They may have never heard of Sunderlal Bahuguna and his Chipko movement in the Garhwal Himalayas more than 35 years ago. But young people at this leafy, sprawling campus more than 12,000 km away are certainly following in his footsteps.
Bahuguna organised the women of Chamoli district to hug trees in the surrounding forests and thereby, prevent their indiscriminate felling by contractors.
Here, young and women have climbed atop seven oak trees—amidst a cluster of 42—on the campus and remain there in turns day and night in a defiant gesture to stop them from being chopped down by the university authorities.
They have been at it since last December, opposing the trees’ being cut down to make way for a gym and physical training centre. While one student perches on a machan-like platform among the branches, his supporters cluster around the tree trunk with banners and posters. “We are getting support from not only students and scholars, but also citizens,” said Jessica Walsh, leader of a group which has taken over one of the trees. “That is why the authorities have not been able to remove us from here.”

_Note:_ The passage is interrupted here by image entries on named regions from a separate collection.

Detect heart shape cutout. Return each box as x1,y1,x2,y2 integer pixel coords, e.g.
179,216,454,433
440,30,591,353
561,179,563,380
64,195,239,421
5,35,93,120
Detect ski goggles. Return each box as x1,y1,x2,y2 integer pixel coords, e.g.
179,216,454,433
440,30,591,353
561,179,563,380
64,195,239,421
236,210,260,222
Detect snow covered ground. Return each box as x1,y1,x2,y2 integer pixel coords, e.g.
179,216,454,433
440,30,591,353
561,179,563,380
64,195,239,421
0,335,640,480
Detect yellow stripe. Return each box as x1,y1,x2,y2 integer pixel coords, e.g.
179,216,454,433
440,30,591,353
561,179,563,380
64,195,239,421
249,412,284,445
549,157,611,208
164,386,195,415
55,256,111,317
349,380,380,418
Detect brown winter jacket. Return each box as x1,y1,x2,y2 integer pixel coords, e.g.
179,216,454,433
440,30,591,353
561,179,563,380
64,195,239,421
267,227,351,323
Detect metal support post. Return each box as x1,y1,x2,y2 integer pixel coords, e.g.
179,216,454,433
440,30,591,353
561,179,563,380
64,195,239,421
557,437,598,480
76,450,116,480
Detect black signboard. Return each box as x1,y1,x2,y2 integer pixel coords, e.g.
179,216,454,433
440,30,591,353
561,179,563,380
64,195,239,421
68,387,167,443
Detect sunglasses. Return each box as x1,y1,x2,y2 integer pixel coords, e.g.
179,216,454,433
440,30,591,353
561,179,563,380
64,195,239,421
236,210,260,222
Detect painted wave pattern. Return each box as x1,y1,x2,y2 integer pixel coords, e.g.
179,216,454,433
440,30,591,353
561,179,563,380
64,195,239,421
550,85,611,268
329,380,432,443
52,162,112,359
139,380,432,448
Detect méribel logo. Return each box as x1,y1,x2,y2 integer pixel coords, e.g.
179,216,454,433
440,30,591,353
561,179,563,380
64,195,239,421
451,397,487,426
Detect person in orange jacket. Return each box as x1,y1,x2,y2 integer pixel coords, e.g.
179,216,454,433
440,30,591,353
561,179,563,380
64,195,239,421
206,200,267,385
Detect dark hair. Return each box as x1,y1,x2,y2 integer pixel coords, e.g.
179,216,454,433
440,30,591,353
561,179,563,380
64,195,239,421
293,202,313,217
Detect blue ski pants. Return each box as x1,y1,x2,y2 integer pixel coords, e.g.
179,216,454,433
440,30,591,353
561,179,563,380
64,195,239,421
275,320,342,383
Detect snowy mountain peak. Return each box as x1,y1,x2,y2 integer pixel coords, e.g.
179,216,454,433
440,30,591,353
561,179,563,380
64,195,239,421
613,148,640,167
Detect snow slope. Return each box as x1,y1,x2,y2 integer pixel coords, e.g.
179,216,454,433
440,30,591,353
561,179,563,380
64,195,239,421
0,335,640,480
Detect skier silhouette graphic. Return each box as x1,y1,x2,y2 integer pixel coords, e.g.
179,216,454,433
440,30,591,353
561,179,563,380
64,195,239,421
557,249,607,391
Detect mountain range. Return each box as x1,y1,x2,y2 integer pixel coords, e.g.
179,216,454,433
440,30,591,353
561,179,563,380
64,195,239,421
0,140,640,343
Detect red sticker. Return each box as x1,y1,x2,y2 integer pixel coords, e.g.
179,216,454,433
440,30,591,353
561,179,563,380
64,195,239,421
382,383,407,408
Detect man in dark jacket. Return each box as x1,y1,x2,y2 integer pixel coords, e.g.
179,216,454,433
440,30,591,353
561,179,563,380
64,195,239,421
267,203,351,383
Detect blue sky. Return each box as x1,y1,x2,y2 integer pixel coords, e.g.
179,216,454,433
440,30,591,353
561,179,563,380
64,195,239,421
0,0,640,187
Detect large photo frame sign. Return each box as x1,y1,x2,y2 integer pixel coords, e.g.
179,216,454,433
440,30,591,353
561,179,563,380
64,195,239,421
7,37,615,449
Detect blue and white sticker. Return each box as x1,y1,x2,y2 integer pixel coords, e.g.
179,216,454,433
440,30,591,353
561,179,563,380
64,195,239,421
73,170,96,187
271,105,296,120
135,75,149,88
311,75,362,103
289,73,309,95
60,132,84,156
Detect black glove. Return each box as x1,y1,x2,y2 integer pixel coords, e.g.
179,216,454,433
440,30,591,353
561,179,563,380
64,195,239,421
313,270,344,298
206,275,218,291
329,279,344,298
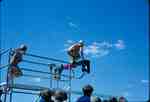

Some of the young people distributed pamphlets to passers by, which explained why the oak grove should not be destroyed. Others played music. “Many students on the ground were forcibly taken away,” said Stoic, another student.
Four law suits have also been filed against the University of California, Berkeley, the students revealed, including one by the city authorities of Berkeley. The California Oaks Foundation, the Panoramic Hill Association and the Save Tightwood Hill were the other three. “We will continue sitting here to save the oaks,” said Jessica.
The university has so far has refused to relent. The spokesperson for the university said a balance between conflicting demands and priorities was required. The university is ready to plant the same number of oak trees elsewhere.